Son tahlilde: Bir yandan emek mücadelesi veren işçilere destek veren çeşitli siyasi partiler, dernekler, gençlik örgütleri ve başta Evrensel’in omurgalı genç gazetecileri; diğer tarafta emeği, emekçiyi ve belediyeyi sömürmeye çalışan şakşakçı, algıcı, menfaat peşinde bir güruh… Bundan sonra sırtımızı yalnızca birlikteliğimizden aldığımız güce yaslayacağız. Unutulmasın ki, bir gün mutlaka kazanacağız. Hem gecelerinde aç yatılmayan TİS’leri, hem de işçinin iradesini temsil eden sendikal anlayışı kazanacağız.
GENEL-İŞ BUCA’DA İŞ YERİ TEMSİLCİLERİNİ GÖREVDEN ALDI
BUCA Belediyesi İmar AŞ’de toplu iş sözleşmesi (TİS) görüşmelerinin tıkanması üzerine 12 Kasım’da başlayan grev süreci, 2 günlük grevin ardından gece vakti işçilerin ve temsilcilerin haberi olmadan atılan imzalarla sona ermişti. Bu sürecin akabinde Ayça Pektaş’ın baştemsilcilik görevinden alınacağı işçiler tarafından duyulmuş ancak bu karar kendisine tebliğ edilmemişti. Bu haber üzerine temsilciler yayımladıkları deklarasyonla ‘Mücadelenin temsilcilik ile sınırlı olmadığını ve bulundukları yerden işçi sınıfının mücadelesine devam edeceklerini’ ancak bu haksız ve hukuksuz tutumu protesto etmek üzere temsilcilik görevlerinden istifa edeceklerini açıklamışlardı. Temsilciler, karara ilişkin aradan geçen tüm zamana rağmen herhangi bir tebligat ulaşmaması nedeniyle dilekçelerini bugüne kadar beklettiler. Geçtiğimiz gün ise Genel-İş Genel Merkezinden temsilcilere ulaşan tebligatta 6 temsilcinin tamamının görevden alındığı bildirildi. Tebligatta görevden almanın gerekçesi ise yazılmadı. (İzmir/EVRENSEL)

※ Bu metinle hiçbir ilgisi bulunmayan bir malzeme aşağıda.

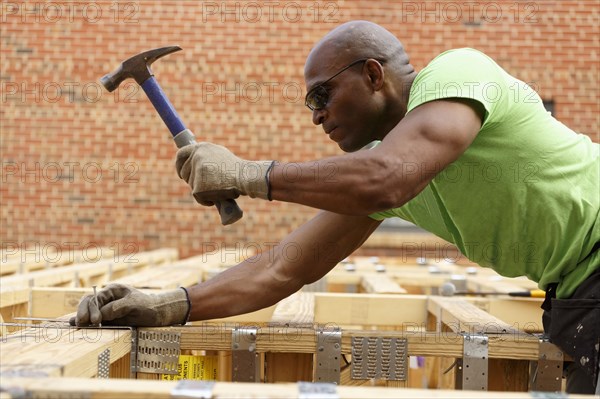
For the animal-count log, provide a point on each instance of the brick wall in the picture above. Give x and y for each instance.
(82, 167)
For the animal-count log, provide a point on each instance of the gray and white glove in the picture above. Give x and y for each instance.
(122, 305)
(215, 174)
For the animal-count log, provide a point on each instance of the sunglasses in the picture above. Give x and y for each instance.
(318, 97)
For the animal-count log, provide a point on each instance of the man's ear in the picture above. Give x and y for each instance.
(375, 74)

BU ANLAYIŞ İŞÇİNİN KARŞISINDA
Konak Belediyesinden bir işçi
2012 yılından beri Konak Belediyesinde beden işçisi olarak çalışıyorum. İşçiler hak aramak istediği zaman işvereni zaten karşısında buluyor, susturulup işine devam ediyor. Ancak bu süreçte gördüğümüz gibi biz güçlü ve örgütlü olmazsak sendika yöneticileri de işveren gibi davranabiliyor. Resmen koltukları için işçiyi bir basamak olarak kullanıyorlar. Kartal Belediyesinde, Bornova Belediyesinde ve son olarak Buca Belediyesinde işçinin iradesi nasıl satıldı, nasıl hiçe sayıldı, bütün Türkiye gördü. Şimdi ise bizim ocak ayında başlayacak olan toplu iş sözleşmemiz için endişe ediyorum. Karşımızda bize güven verecek bir sendikal anlayış göremiyoruz. Biz de işçi olarak kendimizi örgütleyip işverene ve aynı şeyler bize de yapılırsa bu sendikal anlayışa karşı dik duruşumuzu göstereceğiz.